The University’s Center for Social Policy and Community Development, part of the School of Social Administration, provides foster care youth who visit the AIC with academic support meant to steer them toward a high school diploma and postsecondary schooling. The center also manages the AIC’s male mentoring program, according to educational services coordinator Harold Brooks.

“The majority of foster care youth have academic weaknesses because their lives are unsettled and they’ve been shuttled from one school to the next,” Brooks said. “The tutoring and mentoring programs are ways to shore up their skills and help them finish high school, and also take the next step.”

After high school, Melendez’s next step will probably be the military. Though he likes to write poetry, he’s had his eye on becoming a Marine since he joined an ROTC program several years ago.

A beneficiary of both the tutoring and mentoring programs run by Temple, he credits those experiences with preparing him for adulthood.

“The adults in the center care about us and want to help us succeed,” said Melendez, who also took classes in supervised independent living. “I took everything they’ve shown me and applied it a step further and am now living on my own. I’ve been out on my own for two months now.”

Melendez’s mentor, Sam Sero, a Temple sophomore from Pittsburgh, is amazed by Melendez’s perseverance.

“Meeting with him one-on-one and hearing about what life is like for him is eye-opening and inspirational,” said Sero, a film and media arts major. “He’s ready for whatever life throws at him. I’m surprised by how optimistic and positive Miguel is with all the past trauma that’s occurred in his life.”

When Melendez graduates, he’ll join Washington, the Temple senior, on a roster of approximately 80 students whom Temple has helped earn high school diplomas since the AIC opened three years ago.
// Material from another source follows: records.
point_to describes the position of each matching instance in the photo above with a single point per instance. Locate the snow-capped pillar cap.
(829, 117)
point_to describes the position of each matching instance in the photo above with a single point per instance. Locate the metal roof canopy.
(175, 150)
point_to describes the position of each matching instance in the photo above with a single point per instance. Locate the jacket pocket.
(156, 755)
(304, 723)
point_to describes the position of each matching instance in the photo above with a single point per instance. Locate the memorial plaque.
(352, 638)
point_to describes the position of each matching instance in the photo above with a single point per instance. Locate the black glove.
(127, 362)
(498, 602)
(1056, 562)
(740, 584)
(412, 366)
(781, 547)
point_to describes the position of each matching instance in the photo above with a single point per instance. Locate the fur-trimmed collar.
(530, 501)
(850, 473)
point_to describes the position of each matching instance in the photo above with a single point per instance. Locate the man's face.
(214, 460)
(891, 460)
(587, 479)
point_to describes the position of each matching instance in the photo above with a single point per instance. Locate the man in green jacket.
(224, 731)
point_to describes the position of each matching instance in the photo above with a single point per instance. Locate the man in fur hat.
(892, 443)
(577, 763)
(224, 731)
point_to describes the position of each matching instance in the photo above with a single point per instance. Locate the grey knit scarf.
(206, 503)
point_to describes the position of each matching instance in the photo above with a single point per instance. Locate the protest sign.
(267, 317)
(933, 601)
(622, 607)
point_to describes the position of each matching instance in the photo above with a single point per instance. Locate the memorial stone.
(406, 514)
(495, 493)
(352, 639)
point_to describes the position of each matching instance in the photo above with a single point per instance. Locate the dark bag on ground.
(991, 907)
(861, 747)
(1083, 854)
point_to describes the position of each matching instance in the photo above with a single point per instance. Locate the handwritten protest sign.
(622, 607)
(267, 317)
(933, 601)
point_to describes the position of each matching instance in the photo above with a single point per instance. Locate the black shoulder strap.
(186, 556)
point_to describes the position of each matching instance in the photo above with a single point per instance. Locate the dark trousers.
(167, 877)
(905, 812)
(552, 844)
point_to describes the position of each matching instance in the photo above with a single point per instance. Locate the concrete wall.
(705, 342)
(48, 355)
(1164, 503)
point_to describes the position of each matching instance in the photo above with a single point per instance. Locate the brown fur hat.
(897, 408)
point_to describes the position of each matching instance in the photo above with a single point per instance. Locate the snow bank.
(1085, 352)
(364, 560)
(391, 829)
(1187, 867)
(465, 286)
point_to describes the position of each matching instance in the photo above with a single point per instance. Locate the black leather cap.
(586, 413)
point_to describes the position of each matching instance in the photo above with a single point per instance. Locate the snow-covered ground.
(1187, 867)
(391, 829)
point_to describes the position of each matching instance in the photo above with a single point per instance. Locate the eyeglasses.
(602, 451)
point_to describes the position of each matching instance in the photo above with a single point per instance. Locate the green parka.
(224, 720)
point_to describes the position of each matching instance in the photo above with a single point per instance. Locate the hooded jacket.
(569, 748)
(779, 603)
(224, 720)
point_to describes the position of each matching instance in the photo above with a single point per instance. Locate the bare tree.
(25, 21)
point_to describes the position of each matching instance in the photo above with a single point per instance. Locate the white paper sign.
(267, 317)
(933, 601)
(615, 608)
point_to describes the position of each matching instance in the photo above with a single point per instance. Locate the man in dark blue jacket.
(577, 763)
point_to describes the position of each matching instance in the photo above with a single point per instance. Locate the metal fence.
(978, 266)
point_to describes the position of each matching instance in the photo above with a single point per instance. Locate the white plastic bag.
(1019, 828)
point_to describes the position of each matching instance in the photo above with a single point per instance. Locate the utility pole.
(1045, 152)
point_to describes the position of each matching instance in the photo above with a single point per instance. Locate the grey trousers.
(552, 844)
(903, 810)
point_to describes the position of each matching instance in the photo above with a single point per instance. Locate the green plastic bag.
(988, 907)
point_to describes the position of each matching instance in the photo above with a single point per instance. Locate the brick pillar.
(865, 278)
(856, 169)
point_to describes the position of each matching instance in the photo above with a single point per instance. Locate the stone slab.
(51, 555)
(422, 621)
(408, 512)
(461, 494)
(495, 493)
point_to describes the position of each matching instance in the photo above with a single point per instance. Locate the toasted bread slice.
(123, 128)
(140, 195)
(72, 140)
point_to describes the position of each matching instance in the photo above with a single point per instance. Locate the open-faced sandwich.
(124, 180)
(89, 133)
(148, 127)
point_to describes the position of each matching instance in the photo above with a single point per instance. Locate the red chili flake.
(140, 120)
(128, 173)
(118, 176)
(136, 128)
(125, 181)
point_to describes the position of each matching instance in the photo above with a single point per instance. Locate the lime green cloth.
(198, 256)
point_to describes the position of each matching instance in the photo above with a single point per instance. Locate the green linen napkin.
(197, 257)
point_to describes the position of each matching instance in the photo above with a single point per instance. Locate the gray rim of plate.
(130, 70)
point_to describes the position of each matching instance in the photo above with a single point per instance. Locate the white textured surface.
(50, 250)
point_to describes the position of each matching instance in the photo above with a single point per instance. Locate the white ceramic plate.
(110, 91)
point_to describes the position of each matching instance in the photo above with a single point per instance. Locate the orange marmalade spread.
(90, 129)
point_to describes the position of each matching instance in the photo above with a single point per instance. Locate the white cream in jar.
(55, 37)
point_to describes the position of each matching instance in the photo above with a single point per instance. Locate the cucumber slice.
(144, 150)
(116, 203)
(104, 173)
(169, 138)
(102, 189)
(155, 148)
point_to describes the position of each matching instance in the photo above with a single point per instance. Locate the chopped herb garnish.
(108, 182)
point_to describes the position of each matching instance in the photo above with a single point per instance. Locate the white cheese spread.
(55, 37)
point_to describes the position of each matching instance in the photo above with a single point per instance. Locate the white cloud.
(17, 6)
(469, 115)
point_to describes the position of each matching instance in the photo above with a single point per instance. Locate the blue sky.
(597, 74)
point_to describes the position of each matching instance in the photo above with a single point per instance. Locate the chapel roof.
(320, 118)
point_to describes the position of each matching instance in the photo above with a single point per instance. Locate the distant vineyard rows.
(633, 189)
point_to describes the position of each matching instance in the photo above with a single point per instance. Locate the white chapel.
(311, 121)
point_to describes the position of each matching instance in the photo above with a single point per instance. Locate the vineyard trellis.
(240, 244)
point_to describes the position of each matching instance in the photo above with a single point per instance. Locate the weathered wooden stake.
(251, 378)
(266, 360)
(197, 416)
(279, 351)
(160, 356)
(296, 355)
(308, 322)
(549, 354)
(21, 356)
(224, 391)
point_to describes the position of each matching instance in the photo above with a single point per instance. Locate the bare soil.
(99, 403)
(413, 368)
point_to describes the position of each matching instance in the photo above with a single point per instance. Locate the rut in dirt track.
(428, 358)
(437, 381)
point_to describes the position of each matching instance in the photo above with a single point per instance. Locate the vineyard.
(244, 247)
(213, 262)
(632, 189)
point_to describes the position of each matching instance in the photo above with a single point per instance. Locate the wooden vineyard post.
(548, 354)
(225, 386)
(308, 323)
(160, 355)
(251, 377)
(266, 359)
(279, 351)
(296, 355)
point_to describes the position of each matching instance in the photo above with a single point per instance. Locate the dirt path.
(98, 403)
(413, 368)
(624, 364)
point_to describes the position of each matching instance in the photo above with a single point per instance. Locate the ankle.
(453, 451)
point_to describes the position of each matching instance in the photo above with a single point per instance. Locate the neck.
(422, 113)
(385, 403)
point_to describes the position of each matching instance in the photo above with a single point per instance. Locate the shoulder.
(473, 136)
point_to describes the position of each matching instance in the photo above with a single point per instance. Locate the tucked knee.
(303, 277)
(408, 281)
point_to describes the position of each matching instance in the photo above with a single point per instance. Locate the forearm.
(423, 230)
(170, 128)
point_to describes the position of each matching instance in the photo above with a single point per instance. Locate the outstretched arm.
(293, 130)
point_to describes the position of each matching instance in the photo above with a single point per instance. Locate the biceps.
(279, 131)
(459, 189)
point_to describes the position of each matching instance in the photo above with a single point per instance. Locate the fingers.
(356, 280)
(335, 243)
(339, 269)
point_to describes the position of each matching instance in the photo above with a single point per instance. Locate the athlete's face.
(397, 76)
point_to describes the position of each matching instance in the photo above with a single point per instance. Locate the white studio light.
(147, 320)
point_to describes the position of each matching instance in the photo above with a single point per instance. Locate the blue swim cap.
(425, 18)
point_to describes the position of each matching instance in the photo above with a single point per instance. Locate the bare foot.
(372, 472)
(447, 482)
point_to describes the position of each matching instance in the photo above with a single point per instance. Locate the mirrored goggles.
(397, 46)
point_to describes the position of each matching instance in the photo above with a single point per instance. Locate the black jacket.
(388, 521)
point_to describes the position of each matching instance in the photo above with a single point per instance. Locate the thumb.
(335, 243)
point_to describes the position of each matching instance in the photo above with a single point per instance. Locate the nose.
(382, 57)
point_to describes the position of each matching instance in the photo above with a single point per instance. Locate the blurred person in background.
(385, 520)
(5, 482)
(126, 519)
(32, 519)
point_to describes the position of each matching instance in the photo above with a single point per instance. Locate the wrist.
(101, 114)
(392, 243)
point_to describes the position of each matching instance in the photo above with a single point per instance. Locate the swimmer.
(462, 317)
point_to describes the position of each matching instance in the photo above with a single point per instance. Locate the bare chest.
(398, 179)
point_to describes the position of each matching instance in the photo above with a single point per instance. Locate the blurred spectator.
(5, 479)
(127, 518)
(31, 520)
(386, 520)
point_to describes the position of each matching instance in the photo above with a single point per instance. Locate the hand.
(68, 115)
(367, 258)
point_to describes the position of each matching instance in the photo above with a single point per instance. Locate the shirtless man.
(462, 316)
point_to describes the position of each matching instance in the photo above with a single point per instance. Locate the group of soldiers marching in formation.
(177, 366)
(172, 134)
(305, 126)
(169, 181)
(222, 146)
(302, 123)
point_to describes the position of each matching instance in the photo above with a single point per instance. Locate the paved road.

Brooks estimated that more than half of those students are now enrolled in college, and four others have joined Washington at Temple.

“The fact that I was once getting help at the center and am now tutoring other students who are in the position I was in is very powerful,” Washington said. “I think they see me as a role model.

“I hope to use my story to give them hope that someone in that situation can do something for herself and succeed.”